Nutrition, Oxidative Stress and Cancer

Author(s): Monica Valentovic and Nalini Santanam

Pp: 77-86 (10)

Doi: 10.2174/978160805447311201010077

* (Excluding Mailing and Handling)

Abstract

Phytochemicals are now increasingly being used as nutritional supplements to either prevent or treat chronic diseases including cancer. The mechanisms of action of the phytochemicals can range from: inhibiting oxidative stress, apoptosis, inhibiting mitochondrial damage and inhibiting or promoting angiogenesis. The significance of oxidative stress in the etiology of aging and several chronic diseases: including cardiovascular disease, cancer and Alzheimer’s, has given support to the usage of these phytochemicals to inhibit oxidative damage.
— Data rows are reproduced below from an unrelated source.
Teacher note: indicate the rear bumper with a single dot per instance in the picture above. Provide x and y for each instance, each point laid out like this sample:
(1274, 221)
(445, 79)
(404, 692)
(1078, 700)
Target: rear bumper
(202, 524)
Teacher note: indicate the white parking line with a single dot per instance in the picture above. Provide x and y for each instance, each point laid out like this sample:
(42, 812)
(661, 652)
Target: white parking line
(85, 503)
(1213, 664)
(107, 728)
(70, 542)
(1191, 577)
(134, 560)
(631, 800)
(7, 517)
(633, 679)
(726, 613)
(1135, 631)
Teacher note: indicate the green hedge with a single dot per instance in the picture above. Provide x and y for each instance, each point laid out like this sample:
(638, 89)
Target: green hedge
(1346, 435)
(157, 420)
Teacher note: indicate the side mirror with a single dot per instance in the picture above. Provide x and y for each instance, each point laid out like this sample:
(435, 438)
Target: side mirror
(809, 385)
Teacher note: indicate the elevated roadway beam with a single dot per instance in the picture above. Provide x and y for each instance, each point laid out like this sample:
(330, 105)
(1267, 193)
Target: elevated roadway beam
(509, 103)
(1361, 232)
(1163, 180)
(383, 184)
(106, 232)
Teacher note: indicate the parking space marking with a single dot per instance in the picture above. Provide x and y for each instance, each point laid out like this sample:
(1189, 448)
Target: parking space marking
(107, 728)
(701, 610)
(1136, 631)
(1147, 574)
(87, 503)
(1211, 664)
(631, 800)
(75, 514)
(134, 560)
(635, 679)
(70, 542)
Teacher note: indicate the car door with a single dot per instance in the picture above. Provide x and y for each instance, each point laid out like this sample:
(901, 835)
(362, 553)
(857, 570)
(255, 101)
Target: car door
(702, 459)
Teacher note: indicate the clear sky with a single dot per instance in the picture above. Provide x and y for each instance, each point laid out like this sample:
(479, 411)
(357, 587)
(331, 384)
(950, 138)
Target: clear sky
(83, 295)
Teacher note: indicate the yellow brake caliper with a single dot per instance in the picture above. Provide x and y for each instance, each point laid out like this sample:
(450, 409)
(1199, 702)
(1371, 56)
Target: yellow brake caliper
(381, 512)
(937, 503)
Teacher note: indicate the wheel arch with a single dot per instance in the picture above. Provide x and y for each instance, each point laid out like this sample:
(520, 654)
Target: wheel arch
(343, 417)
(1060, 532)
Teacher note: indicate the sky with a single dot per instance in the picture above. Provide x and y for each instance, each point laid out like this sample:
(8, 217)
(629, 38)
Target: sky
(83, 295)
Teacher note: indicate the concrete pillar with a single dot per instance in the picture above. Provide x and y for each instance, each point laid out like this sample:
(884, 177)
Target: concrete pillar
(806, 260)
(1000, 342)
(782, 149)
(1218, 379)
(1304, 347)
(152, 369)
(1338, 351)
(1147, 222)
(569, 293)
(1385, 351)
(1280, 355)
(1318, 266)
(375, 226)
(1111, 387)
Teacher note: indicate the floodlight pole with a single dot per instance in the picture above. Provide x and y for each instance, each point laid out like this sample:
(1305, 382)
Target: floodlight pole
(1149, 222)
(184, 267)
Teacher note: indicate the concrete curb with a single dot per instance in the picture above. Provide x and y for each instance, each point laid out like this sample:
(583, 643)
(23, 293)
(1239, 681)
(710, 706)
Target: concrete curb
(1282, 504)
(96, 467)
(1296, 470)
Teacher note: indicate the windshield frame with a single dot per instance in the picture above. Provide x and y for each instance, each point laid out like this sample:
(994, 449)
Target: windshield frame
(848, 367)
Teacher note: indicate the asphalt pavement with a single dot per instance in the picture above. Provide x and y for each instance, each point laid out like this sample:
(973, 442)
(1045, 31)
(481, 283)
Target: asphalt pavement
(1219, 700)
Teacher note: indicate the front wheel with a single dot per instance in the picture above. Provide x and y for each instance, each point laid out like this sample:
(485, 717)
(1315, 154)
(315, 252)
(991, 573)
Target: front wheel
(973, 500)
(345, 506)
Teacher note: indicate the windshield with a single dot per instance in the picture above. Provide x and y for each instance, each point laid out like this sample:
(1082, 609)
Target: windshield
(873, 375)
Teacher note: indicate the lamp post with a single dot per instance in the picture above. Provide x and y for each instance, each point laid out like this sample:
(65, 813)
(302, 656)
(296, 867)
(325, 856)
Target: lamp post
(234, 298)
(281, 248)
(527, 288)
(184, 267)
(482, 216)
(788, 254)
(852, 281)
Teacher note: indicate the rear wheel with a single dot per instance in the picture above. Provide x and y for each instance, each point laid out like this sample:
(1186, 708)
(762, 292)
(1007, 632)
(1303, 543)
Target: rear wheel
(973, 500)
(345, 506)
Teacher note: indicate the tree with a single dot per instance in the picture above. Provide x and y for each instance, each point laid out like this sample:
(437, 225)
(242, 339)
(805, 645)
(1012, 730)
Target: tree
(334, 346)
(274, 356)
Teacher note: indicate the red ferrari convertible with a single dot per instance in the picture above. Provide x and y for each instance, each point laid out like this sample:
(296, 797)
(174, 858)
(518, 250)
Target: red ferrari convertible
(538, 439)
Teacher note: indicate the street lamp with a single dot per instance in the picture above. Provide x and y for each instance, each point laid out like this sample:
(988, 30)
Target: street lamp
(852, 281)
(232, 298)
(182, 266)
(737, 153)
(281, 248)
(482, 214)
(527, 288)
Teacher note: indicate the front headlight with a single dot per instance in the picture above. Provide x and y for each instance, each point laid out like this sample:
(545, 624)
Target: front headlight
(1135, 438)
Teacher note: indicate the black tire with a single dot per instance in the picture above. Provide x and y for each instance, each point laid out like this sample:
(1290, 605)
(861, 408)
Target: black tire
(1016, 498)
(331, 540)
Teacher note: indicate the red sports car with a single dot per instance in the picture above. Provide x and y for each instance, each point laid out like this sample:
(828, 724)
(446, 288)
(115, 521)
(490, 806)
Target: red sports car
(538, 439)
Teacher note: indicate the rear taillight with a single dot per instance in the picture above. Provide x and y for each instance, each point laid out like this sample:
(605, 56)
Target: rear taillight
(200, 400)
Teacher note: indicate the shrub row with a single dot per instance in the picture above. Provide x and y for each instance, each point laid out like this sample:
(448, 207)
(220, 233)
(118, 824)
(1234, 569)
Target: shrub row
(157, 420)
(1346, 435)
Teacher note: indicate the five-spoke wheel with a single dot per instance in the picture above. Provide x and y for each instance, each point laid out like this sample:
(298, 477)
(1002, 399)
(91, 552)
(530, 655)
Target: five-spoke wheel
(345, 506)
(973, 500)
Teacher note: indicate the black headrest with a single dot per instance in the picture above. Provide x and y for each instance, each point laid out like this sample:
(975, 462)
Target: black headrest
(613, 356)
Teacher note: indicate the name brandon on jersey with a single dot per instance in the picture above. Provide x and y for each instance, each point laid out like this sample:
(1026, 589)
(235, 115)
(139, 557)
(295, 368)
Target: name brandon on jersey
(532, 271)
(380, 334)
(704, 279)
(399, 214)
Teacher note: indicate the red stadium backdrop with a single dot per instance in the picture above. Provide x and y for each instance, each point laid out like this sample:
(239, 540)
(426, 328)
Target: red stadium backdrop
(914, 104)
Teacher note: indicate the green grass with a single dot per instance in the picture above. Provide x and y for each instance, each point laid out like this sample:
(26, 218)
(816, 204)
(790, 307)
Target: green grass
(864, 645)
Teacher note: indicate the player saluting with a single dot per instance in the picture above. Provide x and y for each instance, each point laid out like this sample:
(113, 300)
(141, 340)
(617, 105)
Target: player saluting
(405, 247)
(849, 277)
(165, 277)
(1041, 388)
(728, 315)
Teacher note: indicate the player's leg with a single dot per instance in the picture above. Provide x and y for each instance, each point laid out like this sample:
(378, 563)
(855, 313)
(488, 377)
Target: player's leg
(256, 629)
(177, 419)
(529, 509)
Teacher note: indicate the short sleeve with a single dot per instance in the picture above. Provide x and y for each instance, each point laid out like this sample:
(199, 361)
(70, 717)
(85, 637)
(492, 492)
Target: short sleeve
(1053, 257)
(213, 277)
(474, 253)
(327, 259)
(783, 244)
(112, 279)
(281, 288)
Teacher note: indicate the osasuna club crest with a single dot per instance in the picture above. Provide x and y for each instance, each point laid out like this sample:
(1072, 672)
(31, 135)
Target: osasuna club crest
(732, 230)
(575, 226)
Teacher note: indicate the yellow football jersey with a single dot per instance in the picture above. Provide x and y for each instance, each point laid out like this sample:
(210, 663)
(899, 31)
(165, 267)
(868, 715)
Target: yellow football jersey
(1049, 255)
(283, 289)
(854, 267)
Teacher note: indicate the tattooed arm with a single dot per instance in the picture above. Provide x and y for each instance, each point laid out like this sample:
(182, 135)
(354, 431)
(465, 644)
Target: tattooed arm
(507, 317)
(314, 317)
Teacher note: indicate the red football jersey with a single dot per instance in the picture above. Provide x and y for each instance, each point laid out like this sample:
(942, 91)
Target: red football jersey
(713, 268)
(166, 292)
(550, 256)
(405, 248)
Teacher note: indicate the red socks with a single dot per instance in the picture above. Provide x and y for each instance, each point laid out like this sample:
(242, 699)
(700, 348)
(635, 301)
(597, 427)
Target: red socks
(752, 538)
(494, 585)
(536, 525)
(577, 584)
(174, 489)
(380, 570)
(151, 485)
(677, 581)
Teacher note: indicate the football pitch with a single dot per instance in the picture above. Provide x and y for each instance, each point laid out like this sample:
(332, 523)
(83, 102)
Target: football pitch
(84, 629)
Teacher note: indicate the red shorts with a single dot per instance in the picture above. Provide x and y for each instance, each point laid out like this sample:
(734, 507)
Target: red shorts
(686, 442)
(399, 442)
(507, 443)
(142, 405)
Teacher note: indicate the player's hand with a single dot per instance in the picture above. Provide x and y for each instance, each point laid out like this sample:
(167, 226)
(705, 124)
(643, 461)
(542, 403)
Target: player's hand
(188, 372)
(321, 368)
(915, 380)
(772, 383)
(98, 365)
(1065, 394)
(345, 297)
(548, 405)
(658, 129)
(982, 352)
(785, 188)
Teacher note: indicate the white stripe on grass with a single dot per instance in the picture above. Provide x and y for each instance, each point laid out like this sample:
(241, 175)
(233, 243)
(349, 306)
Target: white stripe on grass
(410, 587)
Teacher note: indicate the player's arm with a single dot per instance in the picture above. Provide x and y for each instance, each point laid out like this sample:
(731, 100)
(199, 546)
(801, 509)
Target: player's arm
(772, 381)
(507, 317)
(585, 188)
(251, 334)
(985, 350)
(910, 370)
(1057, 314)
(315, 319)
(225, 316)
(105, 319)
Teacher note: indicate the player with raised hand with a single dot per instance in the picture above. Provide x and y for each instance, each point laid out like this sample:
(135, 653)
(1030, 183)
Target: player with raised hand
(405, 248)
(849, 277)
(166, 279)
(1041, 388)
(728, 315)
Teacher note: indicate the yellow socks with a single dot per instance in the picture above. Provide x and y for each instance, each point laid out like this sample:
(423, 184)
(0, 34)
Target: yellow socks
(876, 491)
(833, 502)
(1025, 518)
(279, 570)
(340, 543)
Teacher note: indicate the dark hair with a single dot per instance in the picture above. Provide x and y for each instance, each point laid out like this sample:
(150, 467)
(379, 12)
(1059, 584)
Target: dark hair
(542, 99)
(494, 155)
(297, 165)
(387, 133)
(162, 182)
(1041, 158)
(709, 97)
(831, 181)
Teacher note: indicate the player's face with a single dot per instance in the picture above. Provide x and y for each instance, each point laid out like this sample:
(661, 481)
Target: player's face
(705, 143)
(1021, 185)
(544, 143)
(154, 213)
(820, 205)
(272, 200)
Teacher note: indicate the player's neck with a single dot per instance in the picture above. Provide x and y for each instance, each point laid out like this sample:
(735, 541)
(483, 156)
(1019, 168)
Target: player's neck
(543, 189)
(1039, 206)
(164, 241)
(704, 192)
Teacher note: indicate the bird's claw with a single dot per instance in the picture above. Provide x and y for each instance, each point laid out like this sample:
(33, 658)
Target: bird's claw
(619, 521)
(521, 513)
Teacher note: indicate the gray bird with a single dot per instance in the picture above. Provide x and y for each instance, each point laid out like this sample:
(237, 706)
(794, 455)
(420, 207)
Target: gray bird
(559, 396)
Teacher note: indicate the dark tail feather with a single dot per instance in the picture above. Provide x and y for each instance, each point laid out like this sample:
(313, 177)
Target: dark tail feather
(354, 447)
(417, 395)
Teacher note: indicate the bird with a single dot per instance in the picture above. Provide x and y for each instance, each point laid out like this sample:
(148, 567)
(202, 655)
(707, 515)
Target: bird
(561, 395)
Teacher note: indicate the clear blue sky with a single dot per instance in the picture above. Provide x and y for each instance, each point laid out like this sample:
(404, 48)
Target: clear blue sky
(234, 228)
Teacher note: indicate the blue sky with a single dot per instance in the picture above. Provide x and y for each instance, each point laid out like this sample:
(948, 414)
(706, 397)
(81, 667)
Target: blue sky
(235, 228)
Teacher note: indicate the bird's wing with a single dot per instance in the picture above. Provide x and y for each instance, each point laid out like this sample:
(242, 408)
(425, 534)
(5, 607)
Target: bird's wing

The complexity of the chemistry involved in oxidative stress damage to cells or tissue adds to the consideration of choice of the phytochemical to combat these effects. Cancer is a multifactorial disease. Epidemiological studies have shown beneficial effects of several phytochemicals in the prevention and treatment of several types of cancer. This chapter will address the role of oxidative stress in cancer and the antioxidant action of some of the most popularly used phytochemicals including-green tea, soy, resveratrol and ellagic acid (flavonoids, polyphenols).


Keywords: Diet, Ellagic Acid, Food, Green Tea, JNK, NADPH, Phytochemical, Reactive Oxygen Species, Prostate Specific Antigen, Resveratrol, Soy.